Hunting does touted as way to control crop damage Rise in corn, soybean prices predicted

January 21, 1993|By Amy L. Miller | Amy L. Miller,Staff Writer

Crop damage by deer can best be controlled through hunting does, a Department of Natural Resources official told farmers yesterday during the first day of Carroll County's midwinter farm meetings.

County farmers also heard state extension agent James R. Russell say that prices for corn and soybeans may rise slightly next year.

The two subjects were among eight topics covered at the first day of the midwinter farm meetings sponsored by the Carroll County Extension Agency.

The Department of Natural Resources "feels that a regulated hunting program is the most effective and cheapest way of managing the deer population," said Robert A. Beyer, chief of wildlife operations, during his talk on the deer management permit program.

Farmers should contact the local Natural Resources wildlife office when they detect crop damage, and a wildlife specialist will come out to the property to investigate, he said.

If the damage is severe enough and trends seem to indicate it will continue, the department will issue a 30-day renewable permit to kill a certain number of does.
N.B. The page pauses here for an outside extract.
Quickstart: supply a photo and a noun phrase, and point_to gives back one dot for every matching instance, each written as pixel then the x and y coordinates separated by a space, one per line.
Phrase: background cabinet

Farmers can designate anyone they want to kill the deer, Mr. Beyer said.

"We will encourage you to allow hunting on your farm and encourage you to defer the permit until during the hunting season," he said, adding that deferment is not mandatory.

"We want to control the female because she is the breeding segment of the population. A buck will service what is there. If there are 20, he will take care of 20. He may be tired, but he will do it."

Mr. Russell, the extension agent, said that farmers shouldn't base their marketing strategy on predictions of price during the crop-pricing session.

"Price cannot be predicted," he said. "You can look at the probabilities, but averages and probabilities will get you in trouble."

In contrast, farmers should plan both for prices to rise quickly or drop suddenly when they're selling their crops, he said.

Mr. Russell also said that even though corn prices are weak right now, they are 21 percent higher than they were last year. This year's late harvest helped stabilize crop prices a bit, he said.

"I think we can see a rally," he said. "But don't expect a big rally. We won't see what we saw last year without a significant weather problem."

Soybean prices are stronger than corn, but they may remain low because of a good South American crop this year, Mr. Russell said.

"Soybeans in South America are a month away from having a record crop," he said.

Other seminars yesterday included discussions on insect and disease control, managing alfalfa crops, and techniques to increase corn production.

The midwinter meetings will continue from 8 a.m. to 3 p.m. today at the Agriculture Center in Westminster. Topics for the free sessions include an update on worker protection, a program about the agriculture commission and a panel discussion on weed control.